Nutrition-responsive and male/female dimorphic traits are among the fastest evolving phenotype classes, yet the contribution of cis-regulatory elements like enhancers and promoters in facilitating or hindering such diversification is still relatively unexplored. This research seeks to better understand the interplay between molecular and environmental factors in the development and evolution of beetle head horns, behaviorally and ecologically significant structures.
Horn formation is restricted to males in most species, and may be further elaborated as alternative horned or hornless male morphs depending on larval nutrition. In other species, such nutrition-responsive development has been lost or even reversed such that females now grow elaborate head horns. The fellow will 1) characterize the roles of chromatin accessibility and regulatory element sequence in regulation of beetle horn development within species; 2) perturb horn gene network function to gain mechanistic insight into the epigenetic architecture underlying horn formation; and 3) analyze how regulatory elements have evolved to drive diversification of beetle horn shape and size across species.
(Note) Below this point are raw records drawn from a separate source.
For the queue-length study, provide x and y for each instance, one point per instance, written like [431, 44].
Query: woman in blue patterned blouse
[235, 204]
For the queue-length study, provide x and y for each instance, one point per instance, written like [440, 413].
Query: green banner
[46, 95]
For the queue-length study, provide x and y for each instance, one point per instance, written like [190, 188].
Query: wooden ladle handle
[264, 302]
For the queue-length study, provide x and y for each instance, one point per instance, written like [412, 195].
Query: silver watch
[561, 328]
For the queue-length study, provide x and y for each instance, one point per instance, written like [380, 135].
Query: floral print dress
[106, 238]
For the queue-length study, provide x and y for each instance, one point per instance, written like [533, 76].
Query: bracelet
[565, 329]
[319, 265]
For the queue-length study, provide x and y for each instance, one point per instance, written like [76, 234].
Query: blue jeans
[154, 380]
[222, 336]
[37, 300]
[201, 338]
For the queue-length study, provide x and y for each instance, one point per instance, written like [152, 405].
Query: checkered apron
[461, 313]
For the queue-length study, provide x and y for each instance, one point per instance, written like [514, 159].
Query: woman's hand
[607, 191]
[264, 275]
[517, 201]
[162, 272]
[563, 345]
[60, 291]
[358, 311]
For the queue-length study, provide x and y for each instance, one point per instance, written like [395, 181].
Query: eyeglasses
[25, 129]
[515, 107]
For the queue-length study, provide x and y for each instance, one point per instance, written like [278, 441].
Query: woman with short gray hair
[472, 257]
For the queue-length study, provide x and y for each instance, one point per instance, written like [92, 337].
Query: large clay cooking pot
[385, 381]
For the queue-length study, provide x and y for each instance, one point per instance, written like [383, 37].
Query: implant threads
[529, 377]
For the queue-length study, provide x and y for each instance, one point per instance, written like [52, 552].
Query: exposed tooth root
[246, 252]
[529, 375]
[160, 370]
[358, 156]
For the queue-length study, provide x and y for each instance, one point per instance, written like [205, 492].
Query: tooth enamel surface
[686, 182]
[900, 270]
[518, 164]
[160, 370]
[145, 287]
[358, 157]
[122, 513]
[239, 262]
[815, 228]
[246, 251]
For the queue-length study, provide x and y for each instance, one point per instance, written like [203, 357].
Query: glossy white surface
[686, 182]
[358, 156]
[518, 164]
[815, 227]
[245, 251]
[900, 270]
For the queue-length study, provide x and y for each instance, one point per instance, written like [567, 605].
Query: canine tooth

Collectively, this proposal will provide fundamental insight into the role of cis-regulatory elements in the evolutionary development of traits across multiple axes of biological diversification of relevance across the tree of life. This research will be directly integrated with two broader impact efforts including creating high school summer research opportunities in bioinformatics at Indiana University and developing educational resources on genomics for K-12 schools in south-central Indiana.
This award reflects NSF's statutory mission and has been deemed worthy of support through evaluation using the Foundation's intellectual merit and broader impacts review criteria.